8. “Agugugu” yapmak da konuşmaktır.

Bebeğimiz anlamsız şeyler mırıldanıyor gibi görünebilir bize ama genellikle gerçek kelimeler söylüyordur. Bu yüzden onları görmezden gelmek ya da “agugugu” diye mırıldanarak cevap vermek cesaret kırıcı ve küçümseyici olabilir. Bunun yerine “Bana bir şeyler söylüyorsun. Yoksa şurada yürüyen kediden mi bahsediyorsun? Ya da “Bugün söyleyecek ne kadar çok şeyin var.” diyebilirsiniz.

Bu çok yaygın cesaret kırıcı tutumlara dikkat etmekte fayda var.

9. Düzeltmeler.

Çocuklar konuşmayı öğrenmeye çalışırken, renkleri, hayvanları ya da başka şeyleri yanlış öğrenmeye eğilimli olurlar ve yetişkinler de bu hataları düzeltmeye meyillidir. Yapmayın. Çok gereksiz ve cesaret kırıcı bir şey. Sabrımız ve ona örnek oluşumuz sayesinde, bebekler farklılıkları (köpekler ve ayılar, kırmızı ve turuncu gibi) kısa bir sürede ayırt edebilmeye başlarlar. John Holt “Her Zaman Öğrenme” kitabında bunu şöyle açıklar: Çocuklar ilk konuşmayı öğrendiğinde, benzer nesnelerin ait olduğu sınıfa atıfta bulunmak için genellikle bir nesnenin adını kullanırlar. Yani, bir bebeğin gördüğü bütün hayvanlara “köpek” demesi onun hayvanlar arasındaki farkı bilmiyor olduğunu göstermez. 

“Yabancı bir ülkeden biri sizi ziyarete gelse, İngilizce konuşurken yaptığı her hatayı düzeltmezsiniz, çünkü bu kaba bir davranış olur. Küçük çocuklarımızla olan iletişimimizde kaba olmak ya da nezaket gibi kavramların geçerli olmadığını düşünüyoruz. Ama geçerlidir.” (John Holt)
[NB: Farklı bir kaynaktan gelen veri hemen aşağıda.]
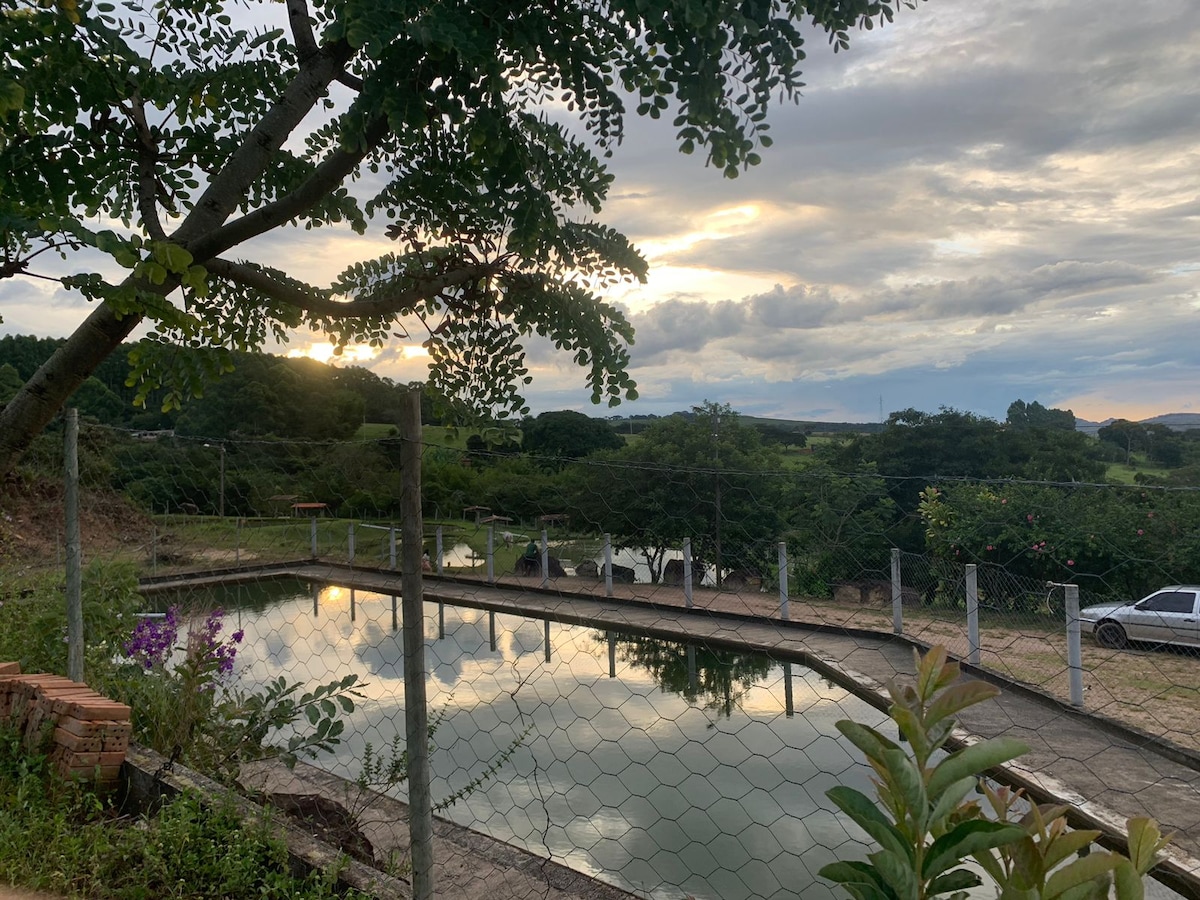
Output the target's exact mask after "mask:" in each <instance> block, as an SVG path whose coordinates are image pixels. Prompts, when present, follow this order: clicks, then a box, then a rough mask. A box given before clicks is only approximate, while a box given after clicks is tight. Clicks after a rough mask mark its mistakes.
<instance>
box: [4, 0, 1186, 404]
mask: <svg viewBox="0 0 1200 900" xmlns="http://www.w3.org/2000/svg"><path fill="white" fill-rule="evenodd" d="M804 80H805V83H806V88H805V89H804V92H803V97H802V98H800V100H799V102H798V103H796V104H785V106H781V107H776V108H775V110H774V113H773V115H772V118H770V122H772V126H773V128H772V134H773V137H774V140H775V143H774V145H773V146H772V148H770V149H768V150H766V151H763V154H762V155H763V163H762V164H761V166H758V167H756V168H754V169H751V170H750V172H749V173H746V174H743V175H742V176H740V178H738V179H734V180H727V179H724V178H721V175H720V173H719V172H716V170H714V169H710V168H704V166H703V161H702V160H701V158H700V157H697V156H691V157H688V156H682V155H679V154H678V152H677V151H676V149H674V140H673V133H672V130H671V127H670V122H666V121H658V122H655V121H649V120H637V119H631V120H630V121H629V127H628V133H626V137H625V140H624V143H623V145H622V146H620V148H619V149H618V150H617V152H616V156H614V157H613V160H612V161H611V168H612V172H613V174H614V175H616V182H614V185H613V188H612V192H611V194H610V200H608V203H607V205H606V206H605V210H604V212H602V214H601V215H600V221H602V222H605V223H606V224H610V226H613V227H616V228H618V229H620V230H622V232H624V233H625V234H628V235H629V236H630V238H631V239H632V240H634V241H635V244H636V245H638V247H640V248H641V250H642V252H643V253H644V254H646V257H647V258H648V260H649V263H650V275H649V280H648V283H646V284H644V286H634V287H625V288H622V289H619V290H618V292H616V293H614V294H613V295H612V296H611V299H613V300H614V301H617V302H619V304H620V305H622V306H623V308H624V310H625V311H626V314H628V316H629V317H630V319H631V320H632V323H634V326H635V329H636V342H635V344H634V347H632V348H631V355H632V367H631V373H632V376H634V377H635V379H636V380H637V382H638V392H640V395H641V397H640V400H638V401H637V402H635V403H632V404H623V406H622V407H620V408H618V409H612V410H610V409H607V408H606V407H593V406H592V404H590V403H589V402H588V394H587V391H586V389H584V382H583V372H582V371H580V370H576V368H575V367H574V365H572V362H571V359H570V356H569V355H562V354H554V353H553V352H552V349H551V348H550V347H546V346H542V344H539V343H536V342H532V343H529V349H530V362H532V365H530V370H532V373H533V376H534V382H533V384H532V385H530V386H529V388H528V390H527V394H526V396H527V398H528V401H529V403H530V407H532V409H533V412H534V413H536V412H541V410H546V409H563V408H571V409H580V410H582V412H586V413H589V414H593V415H610V414H628V413H631V414H665V413H670V412H673V410H677V409H684V408H688V407H690V406H692V404H696V403H700V402H702V401H704V400H712V401H718V402H724V403H730V404H731V406H732V407H733V408H734V409H737V410H739V412H742V413H745V414H751V415H764V416H776V418H787V419H811V420H818V421H822V420H823V421H877V420H878V419H880V418H881V414H883V415H887V414H888V413H890V412H892V410H898V409H906V408H910V407H913V408H917V409H923V410H928V412H936V410H937V409H938V408H940V407H953V408H956V409H964V410H971V412H974V413H978V414H980V415H986V416H991V418H996V419H1003V418H1004V414H1006V410H1007V408H1008V406H1009V403H1012V402H1013V401H1014V400H1018V398H1020V400H1025V401H1026V402H1032V401H1038V402H1040V403H1043V404H1044V406H1048V407H1058V408H1069V409H1072V410H1073V412H1074V413H1075V414H1076V416H1079V418H1081V419H1088V420H1093V421H1097V420H1103V419H1106V418H1109V416H1120V418H1129V419H1142V418H1148V416H1152V415H1157V414H1162V413H1172V412H1198V413H1200V343H1198V338H1200V328H1198V325H1200V322H1198V318H1200V4H1198V2H1196V0H1144V1H1142V2H1140V4H1129V2H1117V1H1116V0H1006V2H1002V4H997V2H990V4H980V2H977V0H928V2H922V4H920V5H919V6H918V7H917V8H916V10H908V8H901V10H900V11H899V13H898V17H896V22H895V23H894V24H893V25H890V26H886V28H883V29H876V30H874V31H870V32H859V34H856V35H853V36H852V38H851V49H850V50H848V52H842V53H839V54H836V55H834V54H833V52H832V49H830V48H829V47H828V46H827V44H826V43H824V42H823V41H822V40H821V38H820V37H815V38H814V41H812V42H811V43H810V44H809V58H808V60H806V68H805V77H804ZM272 240H275V241H278V242H280V246H286V247H287V250H288V252H289V256H290V257H292V259H293V260H294V262H293V266H292V270H293V272H294V274H295V275H296V276H298V277H304V278H311V280H313V281H322V280H323V281H325V282H326V283H328V281H329V280H330V278H331V277H332V276H334V275H335V274H336V271H338V270H340V269H341V268H343V266H344V264H346V263H348V262H350V260H352V259H354V258H367V257H371V256H373V254H376V253H377V252H380V250H383V248H384V247H383V245H384V241H382V239H380V240H378V242H377V240H374V239H368V240H366V241H364V240H362V239H360V238H356V236H354V235H349V234H337V233H334V232H330V230H328V229H320V230H318V232H310V233H304V232H290V233H288V234H284V235H276V236H275V238H274V239H272ZM390 246H391V245H389V248H390ZM0 314H2V316H4V319H5V322H4V323H2V324H0V334H40V335H52V336H59V335H65V334H67V332H68V331H70V330H71V329H73V326H74V324H77V323H78V322H79V320H82V317H83V314H85V310H84V308H83V304H82V302H80V301H78V300H76V299H72V298H68V296H66V295H65V294H62V293H61V292H55V290H54V289H53V286H48V284H46V283H17V282H16V281H14V280H10V281H7V282H0ZM312 344H317V347H316V348H314V352H316V353H317V355H320V350H322V349H326V348H325V347H324V346H323V342H322V341H320V340H319V338H312V337H310V336H307V335H300V336H296V340H295V341H294V342H293V346H292V348H290V349H293V350H294V352H313V350H311V349H310V348H311V347H312ZM287 349H289V348H284V352H286V350H287ZM352 361H358V362H362V364H365V365H368V366H371V367H372V368H373V370H376V371H377V372H379V374H384V376H388V377H391V378H396V379H403V380H408V379H413V378H421V377H422V376H421V372H422V366H424V359H422V356H421V355H420V353H418V352H415V349H414V348H412V347H404V346H403V344H401V343H398V342H397V343H395V344H391V346H389V347H388V348H385V349H384V352H383V353H380V354H378V355H376V356H374V358H371V359H364V358H360V359H356V360H352Z"/></svg>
10. Düşünceleri ve duyguları geçersiz kılma

Diyelim ki bebeğiniz sizden (kendine has bir şekilde) bezini değiştirmenizi istiyor. Bezini kontrol ediyorsunuz fakat ıslak değil. Ya da oğlunuz “vavun” diyor ve kavun istediğini anlıyorsunuz fakat az önce yemek yemiş. “Bezini değiştirmeye gerek yok.” ya da “Az önce yedin, acıkmış olamazsın” gibi tepkisel cümlelerle karşılık vermek yerine, onu asla yargılamadan iletişim şeklini kabul edin ve anlamaya çalışın. “A, bezini değiştirmek mi istiyorsun?” (cevabını bekleyin) “Evet mi? Peki, bunu tekrar yapmak istediğini anlıyorum. Birlikte vakit geçirmek çok eğlenceli değil mi? Fakat bezin kuru ve bu yüzden bezini şimdi değiştirmemize gerek yok. Belki birazdan yaparız.” 

“Kavundan mı bahsediyorsun?” (cevap vermesini bekleyin) “Acıktın ve kavun mu yemek istiyorsun? (bekleyin) Aa, aç değil misin? Kavun demek hoşuna mı gitti? Söylemesi çok eğlenceli değil mi?”

İletişimdeki bu erken adımları dinlediğimizde ve ona saygı duyduğumuzda, çocuğumuz konuşmaya devam etme konusunda cesaretlenir. Rastgele düşüncelerine, duygularına ve fikirlerine açık olduğumuzu hisseder. Ve ne şanslıyız ki, gelecek yıllar içinde en sevdiği ve güvendiği sırdaşı biz olacağız.